NEW DELHI - The dispute between Russia and Ukraine over natural-gas supplies that has rattled Europe has once again brought to focus the geopolitics that revolves around the control, transportation and consumption of energy, and more specifically, natural gas.
Natural gas has emerged as a more environmentally sound, cheaper and more easily available substitute for oil. Compared with oil at more than US$60 a barrel, an energy-equivalent amount of gas costs in the region of only $20. Experts predict that gas, which was once considered a wasteful by-product of oil exploration, will turn into the No 1 fossil fuel. Vying for gas resources are the world's top guzzlers of energy, the United States, Europe, China and India.

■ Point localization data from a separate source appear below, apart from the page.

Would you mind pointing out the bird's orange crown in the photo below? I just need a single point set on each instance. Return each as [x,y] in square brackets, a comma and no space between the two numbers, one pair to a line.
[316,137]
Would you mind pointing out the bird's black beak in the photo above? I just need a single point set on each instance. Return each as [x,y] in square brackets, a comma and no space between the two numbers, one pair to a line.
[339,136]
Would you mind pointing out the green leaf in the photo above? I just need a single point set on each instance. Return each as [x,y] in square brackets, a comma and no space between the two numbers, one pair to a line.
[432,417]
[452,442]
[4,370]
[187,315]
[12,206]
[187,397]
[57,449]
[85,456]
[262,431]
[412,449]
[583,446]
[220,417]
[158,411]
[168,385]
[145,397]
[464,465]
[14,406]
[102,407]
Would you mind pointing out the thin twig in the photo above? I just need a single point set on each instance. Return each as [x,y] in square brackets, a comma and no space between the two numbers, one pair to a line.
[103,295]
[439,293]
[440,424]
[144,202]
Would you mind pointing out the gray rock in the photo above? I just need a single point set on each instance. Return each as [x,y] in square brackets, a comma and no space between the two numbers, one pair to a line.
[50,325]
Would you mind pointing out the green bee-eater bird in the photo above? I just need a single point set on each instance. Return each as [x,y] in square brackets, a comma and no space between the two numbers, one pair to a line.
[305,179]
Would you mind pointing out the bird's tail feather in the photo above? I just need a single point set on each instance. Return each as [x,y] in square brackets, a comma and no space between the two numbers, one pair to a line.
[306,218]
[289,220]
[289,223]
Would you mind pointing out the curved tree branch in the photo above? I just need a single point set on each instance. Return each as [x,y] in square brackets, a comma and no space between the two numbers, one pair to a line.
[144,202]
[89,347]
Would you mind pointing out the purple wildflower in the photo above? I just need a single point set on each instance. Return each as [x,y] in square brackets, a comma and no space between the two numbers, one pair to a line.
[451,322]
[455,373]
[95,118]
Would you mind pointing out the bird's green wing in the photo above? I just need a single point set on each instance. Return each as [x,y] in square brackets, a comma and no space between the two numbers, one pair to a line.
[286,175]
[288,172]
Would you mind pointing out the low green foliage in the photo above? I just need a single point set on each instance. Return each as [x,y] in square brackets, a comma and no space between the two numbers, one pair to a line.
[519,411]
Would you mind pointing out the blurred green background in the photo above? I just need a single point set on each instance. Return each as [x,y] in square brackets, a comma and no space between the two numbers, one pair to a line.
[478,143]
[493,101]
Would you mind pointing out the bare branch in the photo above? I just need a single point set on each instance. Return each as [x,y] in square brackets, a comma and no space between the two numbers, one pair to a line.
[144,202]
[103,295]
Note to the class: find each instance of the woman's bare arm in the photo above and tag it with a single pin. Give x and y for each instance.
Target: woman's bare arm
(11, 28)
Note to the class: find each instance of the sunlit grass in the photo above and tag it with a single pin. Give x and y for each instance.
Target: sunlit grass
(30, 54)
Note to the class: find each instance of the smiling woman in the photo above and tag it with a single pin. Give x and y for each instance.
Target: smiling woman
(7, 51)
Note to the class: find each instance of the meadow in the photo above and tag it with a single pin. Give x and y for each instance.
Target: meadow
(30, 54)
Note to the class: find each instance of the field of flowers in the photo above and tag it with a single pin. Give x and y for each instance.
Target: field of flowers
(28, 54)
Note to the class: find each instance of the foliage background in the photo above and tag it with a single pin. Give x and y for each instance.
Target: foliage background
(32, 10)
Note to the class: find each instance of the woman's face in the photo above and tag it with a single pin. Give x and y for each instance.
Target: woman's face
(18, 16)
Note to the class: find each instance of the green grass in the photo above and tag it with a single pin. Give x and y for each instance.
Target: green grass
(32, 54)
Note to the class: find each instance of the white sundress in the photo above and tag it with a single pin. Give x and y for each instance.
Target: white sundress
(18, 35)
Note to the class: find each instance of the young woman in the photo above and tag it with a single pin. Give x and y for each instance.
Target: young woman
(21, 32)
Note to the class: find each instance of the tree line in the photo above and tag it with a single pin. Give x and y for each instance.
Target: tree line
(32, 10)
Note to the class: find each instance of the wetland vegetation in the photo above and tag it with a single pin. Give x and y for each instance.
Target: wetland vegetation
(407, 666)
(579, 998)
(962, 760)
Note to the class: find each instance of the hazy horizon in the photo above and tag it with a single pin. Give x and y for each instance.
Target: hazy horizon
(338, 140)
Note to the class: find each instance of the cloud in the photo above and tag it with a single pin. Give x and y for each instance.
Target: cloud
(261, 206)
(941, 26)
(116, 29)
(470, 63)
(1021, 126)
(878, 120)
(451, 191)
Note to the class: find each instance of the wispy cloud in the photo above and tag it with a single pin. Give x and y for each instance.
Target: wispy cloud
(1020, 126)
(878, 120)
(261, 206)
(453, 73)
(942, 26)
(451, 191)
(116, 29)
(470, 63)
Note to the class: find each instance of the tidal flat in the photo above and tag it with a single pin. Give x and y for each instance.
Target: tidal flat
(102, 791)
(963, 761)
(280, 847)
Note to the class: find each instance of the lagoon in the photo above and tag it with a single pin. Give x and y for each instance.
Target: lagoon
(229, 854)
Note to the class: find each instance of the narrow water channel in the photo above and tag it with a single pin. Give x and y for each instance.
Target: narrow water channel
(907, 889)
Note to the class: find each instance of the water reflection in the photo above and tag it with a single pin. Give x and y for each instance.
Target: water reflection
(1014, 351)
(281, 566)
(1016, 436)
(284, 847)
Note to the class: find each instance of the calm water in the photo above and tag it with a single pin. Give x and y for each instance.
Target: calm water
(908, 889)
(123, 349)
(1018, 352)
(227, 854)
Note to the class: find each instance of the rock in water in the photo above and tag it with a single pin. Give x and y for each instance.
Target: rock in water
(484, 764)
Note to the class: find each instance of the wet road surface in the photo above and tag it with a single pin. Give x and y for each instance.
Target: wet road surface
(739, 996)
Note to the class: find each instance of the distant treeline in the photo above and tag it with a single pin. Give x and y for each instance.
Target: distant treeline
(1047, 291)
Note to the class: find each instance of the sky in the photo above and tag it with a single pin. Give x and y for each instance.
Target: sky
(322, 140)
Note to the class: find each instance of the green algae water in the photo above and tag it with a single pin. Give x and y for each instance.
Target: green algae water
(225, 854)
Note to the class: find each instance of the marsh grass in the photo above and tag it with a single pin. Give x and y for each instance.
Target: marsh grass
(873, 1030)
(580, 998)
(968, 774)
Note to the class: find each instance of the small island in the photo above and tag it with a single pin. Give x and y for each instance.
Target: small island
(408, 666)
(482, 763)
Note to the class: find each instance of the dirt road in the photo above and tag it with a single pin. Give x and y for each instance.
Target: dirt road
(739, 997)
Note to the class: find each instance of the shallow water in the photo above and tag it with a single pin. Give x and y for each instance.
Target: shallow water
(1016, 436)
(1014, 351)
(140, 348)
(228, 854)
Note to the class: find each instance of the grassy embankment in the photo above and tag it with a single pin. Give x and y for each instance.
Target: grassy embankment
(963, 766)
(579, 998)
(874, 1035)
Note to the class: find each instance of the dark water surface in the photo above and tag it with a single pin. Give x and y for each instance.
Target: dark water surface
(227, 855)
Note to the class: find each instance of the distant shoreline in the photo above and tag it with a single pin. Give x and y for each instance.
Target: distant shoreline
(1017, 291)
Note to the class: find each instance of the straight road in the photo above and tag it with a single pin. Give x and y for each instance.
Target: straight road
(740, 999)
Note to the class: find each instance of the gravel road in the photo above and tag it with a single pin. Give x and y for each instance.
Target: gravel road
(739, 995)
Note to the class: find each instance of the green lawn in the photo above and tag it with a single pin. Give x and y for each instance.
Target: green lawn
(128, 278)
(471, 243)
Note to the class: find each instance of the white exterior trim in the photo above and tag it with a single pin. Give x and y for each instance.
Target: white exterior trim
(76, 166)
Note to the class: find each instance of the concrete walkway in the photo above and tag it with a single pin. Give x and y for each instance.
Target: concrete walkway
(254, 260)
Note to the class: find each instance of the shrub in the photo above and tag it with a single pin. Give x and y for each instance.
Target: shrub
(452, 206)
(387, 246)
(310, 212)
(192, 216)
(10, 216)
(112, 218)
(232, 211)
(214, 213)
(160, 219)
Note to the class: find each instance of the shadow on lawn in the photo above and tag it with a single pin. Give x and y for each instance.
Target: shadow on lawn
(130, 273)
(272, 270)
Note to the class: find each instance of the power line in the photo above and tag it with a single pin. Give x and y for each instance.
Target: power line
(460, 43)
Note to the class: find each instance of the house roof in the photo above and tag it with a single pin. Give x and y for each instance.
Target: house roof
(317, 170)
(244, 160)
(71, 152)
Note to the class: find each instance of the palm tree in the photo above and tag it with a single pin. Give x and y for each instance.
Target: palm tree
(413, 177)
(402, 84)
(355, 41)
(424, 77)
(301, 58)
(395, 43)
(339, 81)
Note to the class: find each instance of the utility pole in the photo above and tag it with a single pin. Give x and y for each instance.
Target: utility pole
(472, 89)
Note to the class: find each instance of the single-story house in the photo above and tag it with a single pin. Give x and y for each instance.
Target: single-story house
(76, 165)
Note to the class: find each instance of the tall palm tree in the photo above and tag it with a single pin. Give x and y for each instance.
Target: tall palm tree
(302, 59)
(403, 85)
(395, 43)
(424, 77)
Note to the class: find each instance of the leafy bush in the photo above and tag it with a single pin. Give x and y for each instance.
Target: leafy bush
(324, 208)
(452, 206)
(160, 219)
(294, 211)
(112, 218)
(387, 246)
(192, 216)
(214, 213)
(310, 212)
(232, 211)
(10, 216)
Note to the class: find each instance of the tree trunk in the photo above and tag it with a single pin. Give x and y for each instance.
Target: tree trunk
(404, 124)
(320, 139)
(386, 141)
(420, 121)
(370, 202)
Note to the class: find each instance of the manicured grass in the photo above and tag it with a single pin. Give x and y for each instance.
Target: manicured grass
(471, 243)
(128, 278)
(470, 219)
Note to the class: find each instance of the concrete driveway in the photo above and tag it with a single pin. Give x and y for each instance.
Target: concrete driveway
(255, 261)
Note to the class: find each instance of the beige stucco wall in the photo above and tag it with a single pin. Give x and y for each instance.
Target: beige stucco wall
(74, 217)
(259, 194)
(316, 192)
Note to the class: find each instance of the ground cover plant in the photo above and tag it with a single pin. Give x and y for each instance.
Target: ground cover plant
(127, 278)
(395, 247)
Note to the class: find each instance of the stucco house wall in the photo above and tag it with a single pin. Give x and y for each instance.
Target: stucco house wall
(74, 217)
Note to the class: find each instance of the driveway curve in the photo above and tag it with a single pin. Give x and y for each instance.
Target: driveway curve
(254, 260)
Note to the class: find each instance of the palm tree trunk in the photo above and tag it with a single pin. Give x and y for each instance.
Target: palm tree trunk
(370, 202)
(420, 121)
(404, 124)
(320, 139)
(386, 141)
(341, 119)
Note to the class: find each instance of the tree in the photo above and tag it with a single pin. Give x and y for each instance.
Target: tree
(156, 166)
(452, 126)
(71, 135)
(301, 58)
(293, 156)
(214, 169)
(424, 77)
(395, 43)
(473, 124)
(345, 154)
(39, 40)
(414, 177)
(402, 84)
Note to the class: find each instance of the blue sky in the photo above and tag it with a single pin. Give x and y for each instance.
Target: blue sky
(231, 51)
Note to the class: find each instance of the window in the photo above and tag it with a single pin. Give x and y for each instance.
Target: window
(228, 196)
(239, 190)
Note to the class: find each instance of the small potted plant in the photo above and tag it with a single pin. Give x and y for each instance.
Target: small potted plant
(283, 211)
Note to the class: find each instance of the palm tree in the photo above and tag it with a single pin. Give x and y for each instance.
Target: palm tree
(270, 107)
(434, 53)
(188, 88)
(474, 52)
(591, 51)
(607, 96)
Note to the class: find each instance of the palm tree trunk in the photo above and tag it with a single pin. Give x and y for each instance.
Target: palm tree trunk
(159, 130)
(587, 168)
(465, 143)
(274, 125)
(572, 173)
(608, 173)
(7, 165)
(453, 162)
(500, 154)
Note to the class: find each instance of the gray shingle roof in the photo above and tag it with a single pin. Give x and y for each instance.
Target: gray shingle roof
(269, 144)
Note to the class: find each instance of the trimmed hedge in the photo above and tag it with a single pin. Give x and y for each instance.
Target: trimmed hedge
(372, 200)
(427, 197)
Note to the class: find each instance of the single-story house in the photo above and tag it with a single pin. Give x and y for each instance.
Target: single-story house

The problem is that the US and India, as well as Japan and European Union nations, are all some distance from major reserves of gas in countries such as Iran (with reserves of 971 trillion cubic feet - tcf), Qatar (910 tcf), Yemen, Russia (with the world's largest reserves of more than 1,700 tcf), Central Asia, Nigeria, Angola and Venezuela. There is also the issue of these supplier nations facing unstable political situations, so the gas from fields there has to be carried through disturbed and often dangerous physical and political quarters.
China and India have been quickly tying up with these countries to tide over future requirements, with the US trying to balance growing Asian demand with its own rising requirements. India has signed a $22 billion deal to buy liquefied natural gas (LNG) from Iran over a period of 25 years starting 2009, this after protracted negotiations. India has also signed an LNG deal with Qatar.
However, the tussle will turn more acute. A global energy crisis is brewing as the economic powerhouses continue to consume more oil than they can possibly produce or import. It is estimated that by 2025, today's global demand for 84 million barrels of oil per day will have grown to 121 million to 130 million.